Ralf G. Poppe

Ende mit Nadel und Faden

Nach 76 Jahren schließt die traditionsreiche Schneiderei Rosanowitsch in Kuhstedt – ein Rückblick auf Handwerkskunst, Familiengeschichte und gelebte Dankbarkeit.

Kuhstedt.

Familienbetrieb mit Geschichte

Vater Stefan Rosanowitsch gründete 1949 in Kuhstedt eine Schneiderei für Maßkonfektionen, Änderungen und Reparaturen – auch für Leder- und Pelzwaren. Sein Sohn Ulli führte den Betrieb ab 1979 gemeinsam mit Ehefrau Rita fort, stets mit neuen Ideen und stetiger Weiterentwicklung. Zum 31. März schließt die Schneiderei Rosanowitsch nun endgültig ihre Türen.

 

Der Weg ins Handwerk

Mit bald 74 Jahren möchte Ulli Rosanowitsch kürzertreten. Seine Ausbildung zum Herrenschneider absolvierte er in den frühen 1970er Jahren in Sittensen. Es folgte der Meisterbrief als Bekleidungstechniker, erworben von 1975 bis 1977 in Aschaffenburg. 1977 heiratete er Rita, die als Näherin im Betrieb mitarbeitete.

 

Arbeitsklima und Loyalität

„Es hat die ganzen Jahre sehr viel Spaß gemacht. Es war zwar anstrengend, manchmal auch stressig, aber wir hatten immer sehr liebe Mitarbeiter“, erzählt Rita. Zu Spitzenzeiten arbeiteten fast zehn Personen im Betrieb, inklusive Familie. Eine Mitarbeiterin war ganze 50 Jahre dabei – sie begann noch bei Stefan Rosanowitsch. Viele blieben über Jahrzehnte: eine 40 Jahre, andere mindestens 30. „Wir hatten mit allen ein gutes Verhältnis“, so Rita.

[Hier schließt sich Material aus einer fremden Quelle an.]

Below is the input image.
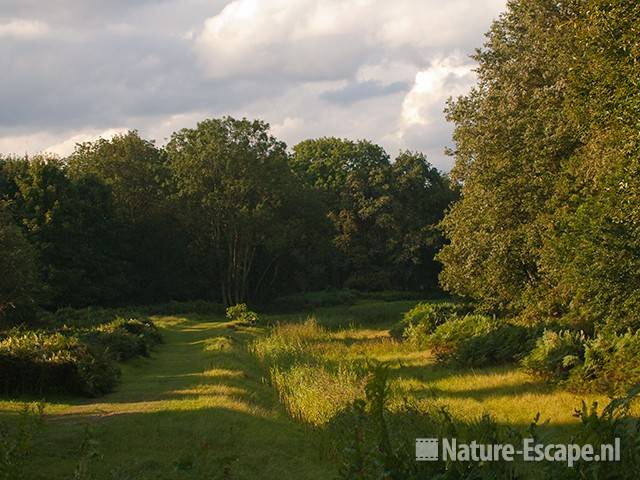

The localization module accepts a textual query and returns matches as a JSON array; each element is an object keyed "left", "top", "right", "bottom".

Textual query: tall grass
[{"left": 251, "top": 317, "right": 364, "bottom": 426}]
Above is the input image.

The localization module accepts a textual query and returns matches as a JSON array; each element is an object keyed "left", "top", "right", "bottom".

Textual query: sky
[{"left": 0, "top": 0, "right": 505, "bottom": 171}]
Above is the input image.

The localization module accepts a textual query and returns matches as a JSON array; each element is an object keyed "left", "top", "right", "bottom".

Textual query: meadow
[{"left": 0, "top": 300, "right": 636, "bottom": 480}]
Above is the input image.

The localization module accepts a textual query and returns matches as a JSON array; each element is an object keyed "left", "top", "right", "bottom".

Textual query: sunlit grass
[{"left": 0, "top": 316, "right": 335, "bottom": 480}]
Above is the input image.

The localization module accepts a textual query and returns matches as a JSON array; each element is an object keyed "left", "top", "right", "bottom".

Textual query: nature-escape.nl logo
[{"left": 416, "top": 438, "right": 620, "bottom": 467}]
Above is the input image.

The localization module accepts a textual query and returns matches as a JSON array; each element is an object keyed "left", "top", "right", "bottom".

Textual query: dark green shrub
[
  {"left": 142, "top": 300, "right": 224, "bottom": 315},
  {"left": 425, "top": 314, "right": 500, "bottom": 362},
  {"left": 225, "top": 303, "right": 258, "bottom": 325},
  {"left": 452, "top": 323, "right": 541, "bottom": 367},
  {"left": 569, "top": 332, "right": 640, "bottom": 395},
  {"left": 0, "top": 332, "right": 120, "bottom": 396},
  {"left": 521, "top": 330, "right": 586, "bottom": 382},
  {"left": 82, "top": 318, "right": 162, "bottom": 361},
  {"left": 0, "top": 403, "right": 44, "bottom": 480},
  {"left": 390, "top": 302, "right": 472, "bottom": 344},
  {"left": 328, "top": 366, "right": 640, "bottom": 480}
]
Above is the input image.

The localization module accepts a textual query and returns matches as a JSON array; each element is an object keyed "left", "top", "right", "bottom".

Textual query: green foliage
[
  {"left": 336, "top": 366, "right": 640, "bottom": 480},
  {"left": 250, "top": 318, "right": 363, "bottom": 426},
  {"left": 81, "top": 318, "right": 162, "bottom": 361},
  {"left": 0, "top": 208, "right": 39, "bottom": 326},
  {"left": 0, "top": 332, "right": 120, "bottom": 396},
  {"left": 522, "top": 330, "right": 586, "bottom": 382},
  {"left": 291, "top": 137, "right": 455, "bottom": 291},
  {"left": 439, "top": 0, "right": 640, "bottom": 331},
  {"left": 166, "top": 117, "right": 322, "bottom": 305},
  {"left": 568, "top": 332, "right": 640, "bottom": 395},
  {"left": 454, "top": 323, "right": 542, "bottom": 367},
  {"left": 390, "top": 302, "right": 472, "bottom": 344},
  {"left": 0, "top": 403, "right": 44, "bottom": 480},
  {"left": 272, "top": 289, "right": 359, "bottom": 311},
  {"left": 426, "top": 314, "right": 500, "bottom": 362},
  {"left": 225, "top": 303, "right": 258, "bottom": 325}
]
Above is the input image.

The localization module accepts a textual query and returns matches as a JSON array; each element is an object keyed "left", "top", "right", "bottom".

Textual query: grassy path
[{"left": 0, "top": 317, "right": 335, "bottom": 480}]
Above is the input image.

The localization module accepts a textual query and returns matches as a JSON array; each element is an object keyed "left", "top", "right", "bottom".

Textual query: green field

Ulli ergänzt: „Mein Großvater war ebenfalls Schneider, allerdings in Jugoslawien.“ Sein Vater Stefan kam nach dem 2. Weltkrieg als Sanitäter nach Deutschland. Eine von ihm gepflegte Person lud ihn nach Kuhstedt ein, wo er zunächst in der Landwirtschaft arbeitete – dort lernte er seine spätere Frau Wilma Baack kennen. Später legte er in Neumünster seine Meisterprüfung als Schneider ab.

 

Kunden aus ganz Norddeutschland

Mitte der 1960er eröffnete Stefan Rosanowitsch eine Filiale in Osterholz. In den 1990ern folgte eine weitere in Zeven, geführt von Ulli. Die Hauptarbeit erfolgte stets in Kuhstedt. „Früher fertigten wir viele Maßkonfektionen – auch für große Firmen“, erinnert sich Ulli. Darunter die Jeansmarke Paddocks aus Bremen. Genäht wurde in Kuhstedt, gewaschen in Hamburg, zurück nach Bremen, dann zu den Vertretern. Auftraggeber waren auch Karstadt, Firmen aus Hamburg oder Steilmann Damenbekleidung aus Wattenscheid.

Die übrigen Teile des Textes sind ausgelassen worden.